Congrats! Never had one, but I understand those moments are fantasticy!

WittyandorIronic
10-24-2007, 06:56 PM
I just wanted to say that I had this fantastic moment yesterday, on a plane, and thought of this thread. lol.
I took my laptop on my trip, thinking I could write during the 5 hour plane rides (each way) but I never thought about the fact that I have a giant huge wide screen laptop that does NOT fit well in the small space between me and the seat in front of me.
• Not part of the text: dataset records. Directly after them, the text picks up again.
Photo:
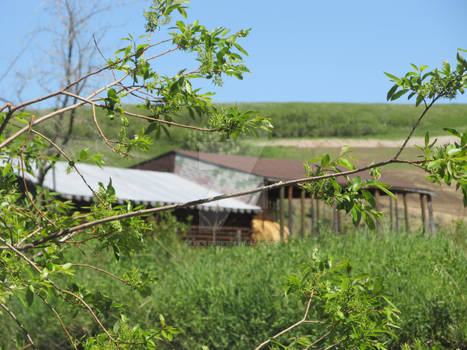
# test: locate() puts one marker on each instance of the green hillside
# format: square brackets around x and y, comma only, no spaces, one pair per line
[291,120]
[306,120]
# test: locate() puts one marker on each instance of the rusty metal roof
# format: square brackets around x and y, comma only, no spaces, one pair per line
[281,169]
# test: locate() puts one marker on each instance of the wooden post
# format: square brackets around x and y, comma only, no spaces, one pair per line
[302,213]
[391,214]
[378,208]
[430,214]
[281,211]
[317,217]
[336,219]
[406,212]
[290,218]
[312,215]
[423,208]
[397,214]
[339,221]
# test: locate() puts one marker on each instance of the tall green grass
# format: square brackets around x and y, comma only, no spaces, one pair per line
[233,298]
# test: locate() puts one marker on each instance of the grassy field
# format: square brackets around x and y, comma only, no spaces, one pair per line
[233,298]
[301,120]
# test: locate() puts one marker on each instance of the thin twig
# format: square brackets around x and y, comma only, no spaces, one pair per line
[59,319]
[60,111]
[53,94]
[70,232]
[64,291]
[415,126]
[50,221]
[62,152]
[103,271]
[106,140]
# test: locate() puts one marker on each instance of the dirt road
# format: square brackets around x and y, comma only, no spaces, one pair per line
[353,143]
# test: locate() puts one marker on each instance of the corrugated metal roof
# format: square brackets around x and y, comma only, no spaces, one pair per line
[140,186]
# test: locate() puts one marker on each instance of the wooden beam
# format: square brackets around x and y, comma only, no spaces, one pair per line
[317,217]
[312,214]
[290,216]
[430,214]
[391,214]
[378,208]
[423,209]
[336,219]
[406,212]
[281,211]
[302,213]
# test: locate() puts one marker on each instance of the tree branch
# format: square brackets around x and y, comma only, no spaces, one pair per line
[18,322]
[291,327]
[70,232]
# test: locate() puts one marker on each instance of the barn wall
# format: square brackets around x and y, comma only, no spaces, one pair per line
[165,163]
[217,178]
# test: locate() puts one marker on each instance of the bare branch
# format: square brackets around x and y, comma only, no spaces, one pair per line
[415,126]
[103,271]
[59,319]
[50,115]
[62,152]
[292,326]
[70,232]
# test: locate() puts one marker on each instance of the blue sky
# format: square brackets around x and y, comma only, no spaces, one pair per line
[311,51]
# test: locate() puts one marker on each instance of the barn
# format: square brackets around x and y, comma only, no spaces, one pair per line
[225,221]
[226,173]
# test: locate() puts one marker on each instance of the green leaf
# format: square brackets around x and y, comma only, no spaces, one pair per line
[325,160]
[419,100]
[393,77]
[452,132]
[399,94]
[29,296]
[346,163]
[391,91]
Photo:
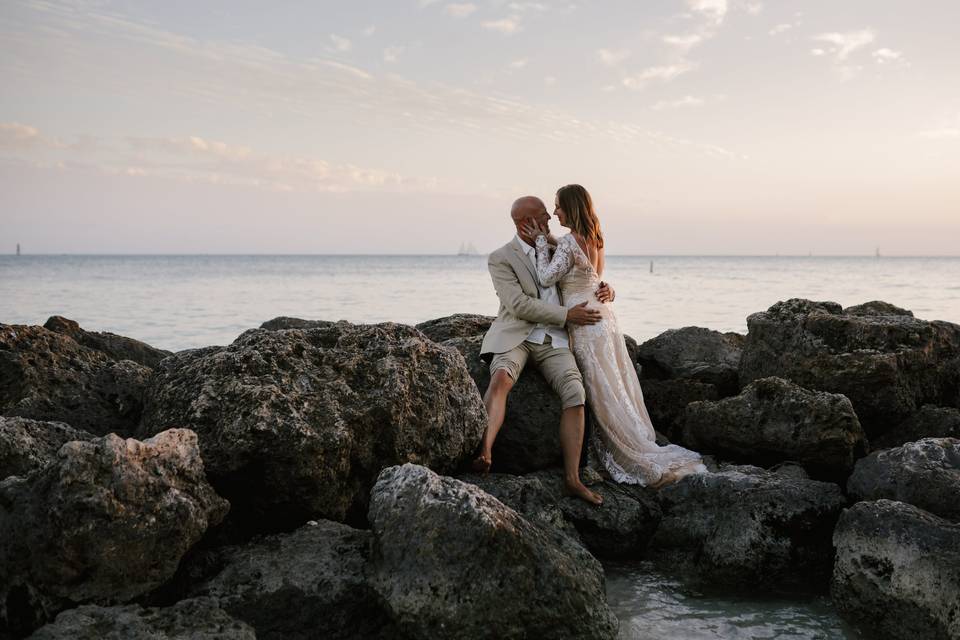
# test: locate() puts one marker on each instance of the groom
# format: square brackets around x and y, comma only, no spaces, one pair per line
[530,326]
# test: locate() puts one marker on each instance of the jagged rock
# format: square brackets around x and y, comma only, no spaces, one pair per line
[622,528]
[27,445]
[928,422]
[311,583]
[925,474]
[898,571]
[296,424]
[666,401]
[503,577]
[459,325]
[774,420]
[116,347]
[107,521]
[530,437]
[48,376]
[888,365]
[694,353]
[747,527]
[877,308]
[195,619]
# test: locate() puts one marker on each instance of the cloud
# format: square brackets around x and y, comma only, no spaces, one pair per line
[612,57]
[846,43]
[460,9]
[506,26]
[662,73]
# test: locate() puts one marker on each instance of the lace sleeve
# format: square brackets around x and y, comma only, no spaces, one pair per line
[551,270]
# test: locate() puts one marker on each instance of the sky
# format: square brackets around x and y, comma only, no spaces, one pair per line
[745,127]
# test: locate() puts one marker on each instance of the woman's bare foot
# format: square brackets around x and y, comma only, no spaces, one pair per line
[578,490]
[481,464]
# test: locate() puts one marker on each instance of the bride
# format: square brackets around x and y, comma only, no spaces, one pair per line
[624,439]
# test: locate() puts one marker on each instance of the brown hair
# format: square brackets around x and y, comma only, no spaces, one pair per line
[582,219]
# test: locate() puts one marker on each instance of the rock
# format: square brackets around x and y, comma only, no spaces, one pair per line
[746,527]
[284,322]
[27,445]
[503,577]
[928,422]
[530,437]
[925,474]
[620,529]
[459,325]
[114,346]
[311,583]
[296,424]
[48,376]
[694,353]
[774,420]
[888,365]
[666,401]
[898,571]
[107,521]
[196,619]
[877,308]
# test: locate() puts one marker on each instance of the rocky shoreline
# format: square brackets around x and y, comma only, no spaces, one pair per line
[310,480]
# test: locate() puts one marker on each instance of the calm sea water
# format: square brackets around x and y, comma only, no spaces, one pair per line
[178,302]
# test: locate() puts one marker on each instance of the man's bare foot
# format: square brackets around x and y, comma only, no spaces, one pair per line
[481,464]
[578,490]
So instead I watched the in flight movies.
On my return trip I was playing around with this world building concept I am stuck on, and I couldn't resolve why my new races would interact with humans the way I thought they should. (I was trying to avoid silly or clichéd rationals) So I was thinking, and thinking, staring at the chair in front of me, doodling on some paper, when BAM! It hit me. Not only did I see my previous flaw, and the way to correct it, but it was a concept that dwelt in history so all the sudden this whole historic scene started pouring out of my head and into me notebook. Pretty soon this little tiny concept of a world I had been toying with was a whole new world with a rich history and laws and rules and a sinister plan and stories just begging to be written.
/sigh. wow. Second only to sex, resolving a plot and/or being struck by a muse is pretty damn satisfying.

Devil Ledbetter
10-24-2007, 07:51 PM
I'm still trying to figure out what a lighting blot is.

CaroGirl
10-24-2007, 07:56 PM
I'm still trying to figure out what a lighting blot is.
A Rorschach test that turns paler over time?

Wraith
10-24-2007, 08:20 PM
A Rorschach test that turns paler over time?
:roll:
Maybe they're the freckles on a lightning bolt. That's what they sound like to me, anyway.

Devil Ledbetter
10-24-2007, 08:37 PM
:roll:
Last edited by Wraith : Today at 11:00 AM. Reason: can't spell "lightning"I can't spell either! :tongue That's my internet karma: I can't poke fun at a misspelling without committing one myself.